Sheffield Wednesday. Fondato nel 1867, club professionistico dal 1887, ha vinto quattro volte il Campionato (1903, 1904, 1929, 1930), tre volte la FA Cup e una volta la Coppa di Lega. Il suo giocatore più famoso resta Andy Wilson, che giocò nel club per quasi un ventennio, nel primo Novecento, totalizzando 502 presenze e 199 reti. Altri protagonisti, nelle varie epoche, D. Dooley, A. Quixall, Chris Waddle. Negli anni Novanta, dopo un lungo declino, è tornato in prima divisione sotto la direzione tecnica di Trevor Francis, avendo come miglior risultato il terzo posto nella stagione 1991-92. I suoi giocatori sono definiti Owls, "gufi".

Blackburn Rovers.
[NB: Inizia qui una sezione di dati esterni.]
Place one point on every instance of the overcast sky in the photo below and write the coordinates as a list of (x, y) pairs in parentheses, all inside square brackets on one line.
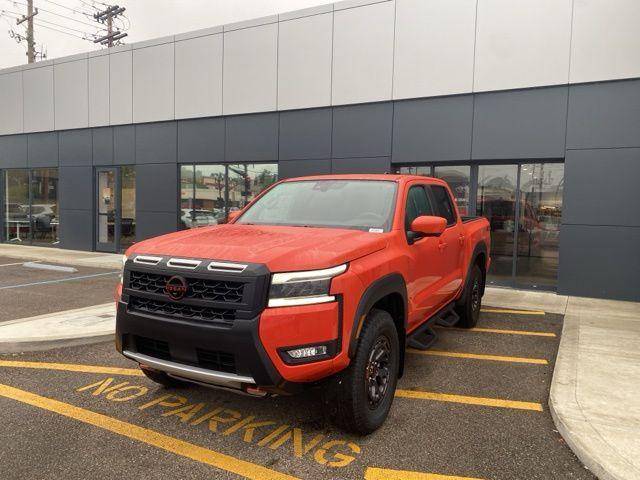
[(148, 19)]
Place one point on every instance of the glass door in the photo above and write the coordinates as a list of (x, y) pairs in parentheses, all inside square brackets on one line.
[(107, 209)]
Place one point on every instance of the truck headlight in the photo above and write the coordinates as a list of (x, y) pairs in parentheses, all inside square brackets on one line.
[(303, 288)]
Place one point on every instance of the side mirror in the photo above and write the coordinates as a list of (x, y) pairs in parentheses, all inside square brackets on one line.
[(429, 226), (233, 215)]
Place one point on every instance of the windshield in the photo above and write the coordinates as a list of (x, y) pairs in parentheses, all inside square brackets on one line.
[(356, 204)]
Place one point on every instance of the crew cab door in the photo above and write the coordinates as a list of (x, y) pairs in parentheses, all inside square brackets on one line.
[(450, 244), (424, 271)]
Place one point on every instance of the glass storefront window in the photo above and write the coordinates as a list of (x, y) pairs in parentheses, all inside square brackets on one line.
[(459, 179), (540, 213), (496, 200), (210, 192)]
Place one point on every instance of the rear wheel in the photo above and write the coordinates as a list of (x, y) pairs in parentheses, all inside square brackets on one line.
[(358, 399), (469, 309)]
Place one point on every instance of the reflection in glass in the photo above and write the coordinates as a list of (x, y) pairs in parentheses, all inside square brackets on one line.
[(127, 207), (541, 187), (458, 178), (16, 205), (496, 200)]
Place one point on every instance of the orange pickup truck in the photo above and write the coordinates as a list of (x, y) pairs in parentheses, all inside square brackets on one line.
[(319, 282)]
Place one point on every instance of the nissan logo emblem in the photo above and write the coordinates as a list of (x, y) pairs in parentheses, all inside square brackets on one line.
[(176, 288)]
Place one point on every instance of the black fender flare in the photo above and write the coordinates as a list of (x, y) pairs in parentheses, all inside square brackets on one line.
[(389, 284)]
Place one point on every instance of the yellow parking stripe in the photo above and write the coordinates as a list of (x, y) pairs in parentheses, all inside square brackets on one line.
[(72, 367), (479, 356), (483, 401), (505, 332), (515, 312), (387, 474), (145, 435)]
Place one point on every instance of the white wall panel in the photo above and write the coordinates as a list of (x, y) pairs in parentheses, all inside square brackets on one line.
[(433, 47), (71, 95), (153, 88), (199, 77), (304, 62), (606, 40), (522, 43), (11, 115), (99, 91), (363, 54), (250, 69), (120, 88), (37, 84)]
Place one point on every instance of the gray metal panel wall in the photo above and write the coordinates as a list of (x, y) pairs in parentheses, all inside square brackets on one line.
[(433, 129)]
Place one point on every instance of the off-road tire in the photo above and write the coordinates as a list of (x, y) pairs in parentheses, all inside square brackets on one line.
[(347, 398), (469, 309)]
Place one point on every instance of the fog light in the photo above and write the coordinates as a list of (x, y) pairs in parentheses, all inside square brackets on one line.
[(308, 352)]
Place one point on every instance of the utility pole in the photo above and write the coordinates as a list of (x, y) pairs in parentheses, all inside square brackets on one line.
[(31, 44), (107, 15)]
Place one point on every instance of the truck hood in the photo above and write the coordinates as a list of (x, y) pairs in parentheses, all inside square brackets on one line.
[(280, 248)]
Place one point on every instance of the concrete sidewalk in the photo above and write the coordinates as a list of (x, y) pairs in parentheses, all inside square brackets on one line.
[(595, 393), (66, 257)]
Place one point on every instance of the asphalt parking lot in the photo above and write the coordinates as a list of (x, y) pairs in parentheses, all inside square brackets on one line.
[(27, 292), (474, 406)]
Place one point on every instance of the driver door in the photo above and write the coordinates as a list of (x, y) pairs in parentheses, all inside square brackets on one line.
[(424, 270)]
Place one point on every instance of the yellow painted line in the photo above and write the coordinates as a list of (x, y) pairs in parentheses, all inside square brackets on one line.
[(372, 473), (483, 401), (145, 435), (479, 356), (515, 312), (505, 332), (73, 367)]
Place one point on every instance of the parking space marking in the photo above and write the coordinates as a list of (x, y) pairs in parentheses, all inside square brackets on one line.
[(73, 367), (372, 473), (147, 436), (483, 401), (514, 312), (504, 332), (479, 356)]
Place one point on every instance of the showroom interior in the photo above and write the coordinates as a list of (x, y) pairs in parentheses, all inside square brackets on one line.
[(541, 135)]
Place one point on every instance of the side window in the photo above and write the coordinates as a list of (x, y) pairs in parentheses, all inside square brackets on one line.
[(444, 206), (417, 204)]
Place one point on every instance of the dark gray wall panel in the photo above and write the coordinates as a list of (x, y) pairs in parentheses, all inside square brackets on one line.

Uno dei club storici del calcio inglese, nato nel 1875, fondatore della Football League, che ai due Campionati vinti in anni lontanissimi (1912 e 1914) ha fatto seguire un terzo titolo ottant'anni dopo, nel 1995, inserendosi a sorpresa nel ciclo vincente del Manchester United: un successo firmato in prima persona dal centravanti Alan Shearer, capocannoniere del torneo con 34 reti. Nell'albo d'oro del club figurano anche sei Coppe d'Inghilterra, cinque vinte nell'Ottocento e l'ultima nel 1928.

Bolton Wanderers. Rivelazione delle ultime stagioni, ha un passato glorioso: fondato nel 1874, entrò in ambito professionistico nel 1880. I suoi giocatori sono chiamati Trotters , "trottatori". Ha vinto per quattro volte la FA Cup, in epoca lontana (1923, 1926, 1929, 1958). Il giocatore più famoso che ha rivestito la casacca del Bolton è Nat Lofthouse, centravanti titolare della nazionale inglese subito dopo la guerra, che dal 1946 al 1951 ha segnato per questo club 225 reti in competizioni ufficiali. Dopo un lungo declino, consumato nelle serie inferiori, il Bolton è rientrato da due anni nella Premiership.

Notts County e Stoke City. Vanno ricordati sul piano prettamente storico: il Notts County, squadra di Nottingham, è il club più antico fra tutti quelli ancora in attività, dato che la sua fondazione risale al 1862, un anno prima della nascita dello Stoke City, noto per aver avuto nelle sue file, per ventidue anni, il grande Stanley Matthews.